A agenda de Temer em Davos também privilegiou outras empresas que defendem o mesmo conceito, e que são francamente favoráveis à privatização. O presidente ilegítimo manteve encontros privados com o Presidente Global da Ambev, Carlos Brito, e o CEO da Coca-Cola, James Quincey. Os dois defendem a privatização das águas por meio de parcerias público-privadas.
Para o integrante da organização do FAMA e representante da Federação Nacional dos Urbanitários (FNU), Edson Aparecido da Silva, o grande desafio do FAMA é manter a sociedade civil unida na luta contra a privatização. “Na atual conjuntura de golpe, temos que reforçar os mecanismos democráticos de resistência a essa onda neoliberal que volta ao País, de privatização da captação e do fornecimento de água.
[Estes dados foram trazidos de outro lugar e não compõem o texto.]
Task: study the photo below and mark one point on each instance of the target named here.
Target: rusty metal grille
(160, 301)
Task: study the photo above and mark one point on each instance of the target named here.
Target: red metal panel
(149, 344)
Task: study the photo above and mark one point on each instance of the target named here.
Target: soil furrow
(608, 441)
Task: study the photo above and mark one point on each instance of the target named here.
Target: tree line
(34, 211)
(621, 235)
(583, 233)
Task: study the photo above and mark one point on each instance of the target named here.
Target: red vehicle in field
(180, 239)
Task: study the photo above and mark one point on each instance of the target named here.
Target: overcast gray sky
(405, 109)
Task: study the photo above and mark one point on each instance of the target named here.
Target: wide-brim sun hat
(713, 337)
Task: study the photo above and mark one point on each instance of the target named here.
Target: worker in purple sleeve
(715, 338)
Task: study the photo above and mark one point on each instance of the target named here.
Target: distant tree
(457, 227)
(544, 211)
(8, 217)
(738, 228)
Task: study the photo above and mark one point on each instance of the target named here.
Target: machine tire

O mundo caminha na direção contrária, da reestatização”, ressaltou.
Em entrevista à BBC Brasil no ano passado, a coordenadora para políticas públicas alternativas no Instituto Transnacional (TNI) – centro de pesquisas com sede na Holanda – Satoko Kishimoto, destacou que da virada do milênio para cá foram registrados 267 casos de “remunicipalização”, ou reestatização, de sistemas de água e esgoto.
“Em geral, observamos que as cidades estão voltando atrás porque constatam que as privatizações ou parcerias público-privadas (PPPs) acarretam tarifas muito altas, não cumprem promessas feitas inicialmente e operam com falta de transparência, entre uma série de problemas que vimos caso a caso”, explicou Satoko à BBC Brasil.
Durante a coletiva, o representante da Coordenação Nacional dos Quilombolas Denildo Rodrigues (Bico), destacou que “é necessária uma luta conjunta dos quilombolas, dos povos indígenas e tradicionais para enfrentar essa realidade”. O líder indígena Alberto Terena, da Articulação dos Povos Indígenas do Brasil (APIB), ressaltou que “os povos indígenas preservam a natureza, inclusive a água, e que não vão permitir essa privatização”. “Estamos dispostos a lutar contra as multinacionais que querem retirar esse direito do povo brasileiro”, afirmou.
A secretária do Meio Ambiente da Confederação dos Trabalhadores na Agricultura (Contag), Rosemary Malheiros, lembrou ainda que para preservar o acesso democrático à água também é preciso mudar o modelo de agricultura no País. “Hoje a terra está sendo tomada pela agricultura patronal, que ao contrário da agricultura familiar que protege os rios e nascentes, consome 67% da água do Brasil tentando lavar o solo contaminado pelos agrotóxicos, que envenenam e matam os rios e contaminam os lençóis freáticos”, acusou.
A coletiva contou ainda com declarações de representantes dos povos tradicionais do Brasil, e de várias entidades da sociedade civil da América do Sul e de outros países do mundo.